After enjoying the Common, you can choose between two itineraries: Charles River and the Esplanade park or Newbury Street. For the first option, head to Arlington and take Beacon one block away from the park and cross Storrow Drive to arrive at the Esplanade Park. Bordering the Charles River and overlooking Cambridge, the Esplanade Park is great for walking, running, and roller blading. If you fancy sailing, there is also a community yacht club offering small sailboats. You will see the famous Hatch shell pavilion, which is where the Boston Pops Orchestra plays every year for the Fourth of July. Fireworks beautifully punctuate the 1812 Overture speckling the Boston and Cambridge sky.

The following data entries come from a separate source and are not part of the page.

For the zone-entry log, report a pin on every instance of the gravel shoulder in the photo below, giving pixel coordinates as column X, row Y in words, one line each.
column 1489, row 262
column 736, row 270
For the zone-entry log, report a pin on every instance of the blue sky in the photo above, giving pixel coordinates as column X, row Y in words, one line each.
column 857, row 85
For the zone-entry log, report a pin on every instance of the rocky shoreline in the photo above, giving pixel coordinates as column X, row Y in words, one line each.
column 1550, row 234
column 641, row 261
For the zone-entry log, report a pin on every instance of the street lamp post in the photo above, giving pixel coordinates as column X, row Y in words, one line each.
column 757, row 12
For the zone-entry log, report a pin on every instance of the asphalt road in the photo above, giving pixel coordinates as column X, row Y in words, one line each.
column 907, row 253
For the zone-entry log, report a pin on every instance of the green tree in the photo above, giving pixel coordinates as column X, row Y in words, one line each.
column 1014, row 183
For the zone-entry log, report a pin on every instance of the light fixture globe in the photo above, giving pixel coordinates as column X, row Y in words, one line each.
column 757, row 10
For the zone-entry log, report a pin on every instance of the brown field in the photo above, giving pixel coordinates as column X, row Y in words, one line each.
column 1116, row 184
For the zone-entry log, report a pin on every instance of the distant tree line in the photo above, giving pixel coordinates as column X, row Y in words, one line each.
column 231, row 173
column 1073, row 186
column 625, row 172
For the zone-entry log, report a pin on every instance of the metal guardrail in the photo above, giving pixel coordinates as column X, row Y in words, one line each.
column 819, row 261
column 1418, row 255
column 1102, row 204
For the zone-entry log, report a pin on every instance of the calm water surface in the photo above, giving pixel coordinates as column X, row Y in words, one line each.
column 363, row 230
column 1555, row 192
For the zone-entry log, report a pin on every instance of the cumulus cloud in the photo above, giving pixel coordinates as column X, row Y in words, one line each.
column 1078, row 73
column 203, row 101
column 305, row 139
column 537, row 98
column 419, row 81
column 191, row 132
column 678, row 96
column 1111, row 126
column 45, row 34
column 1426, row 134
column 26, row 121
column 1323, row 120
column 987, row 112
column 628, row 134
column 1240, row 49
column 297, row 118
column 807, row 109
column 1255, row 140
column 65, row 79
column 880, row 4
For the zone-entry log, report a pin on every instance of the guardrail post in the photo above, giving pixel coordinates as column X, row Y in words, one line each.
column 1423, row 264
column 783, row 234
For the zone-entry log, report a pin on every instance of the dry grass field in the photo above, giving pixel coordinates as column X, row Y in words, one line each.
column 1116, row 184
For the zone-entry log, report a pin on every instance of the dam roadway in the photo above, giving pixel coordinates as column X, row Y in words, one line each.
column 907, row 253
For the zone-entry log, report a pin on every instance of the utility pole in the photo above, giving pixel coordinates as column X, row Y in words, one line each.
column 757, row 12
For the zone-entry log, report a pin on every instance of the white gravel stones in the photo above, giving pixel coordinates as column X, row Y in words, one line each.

For those that are looking for a more artsy, perhaps shopping experience, Newbury Street should be your option. Close to the Common, the stores are couture; only the finest global fashion brands line this portion of the street. Within a manner of blocks, you will begin to see along both sides of the brownstone lined street many cafes. I would have to recommend Stephanie’s on Newbury, Tapeo, Joe’s, or Charley’s. In fact, Charley’s was one of my former employers for close to two years of my time in Boston (pictured below); while, Joe’s was a former employer of both myself and my better half. For shops, Newbury comics is always a fun place to check out music, fun t-shirts, and rock posters, but there are also many second hair consignment stores that offer trendy hand-me-down fashion.
If you feet are tired and you would like to get a great view of Boston, Cambridge, and of course Fenway Park and the Green Monster. I would recommend going to the Prudential building (pictured above) and going to its top floor, called the Top of the Hub. The restaurant does serve full meals, but you can also get good seats at the bar while having an appetizer or a nightcap and dessert. If you are a jazz lover, they do have live jazz. Just think good music, good view, and good company….
And that is a wrap of my See Beantown Like Nobody’s Business – Part 2.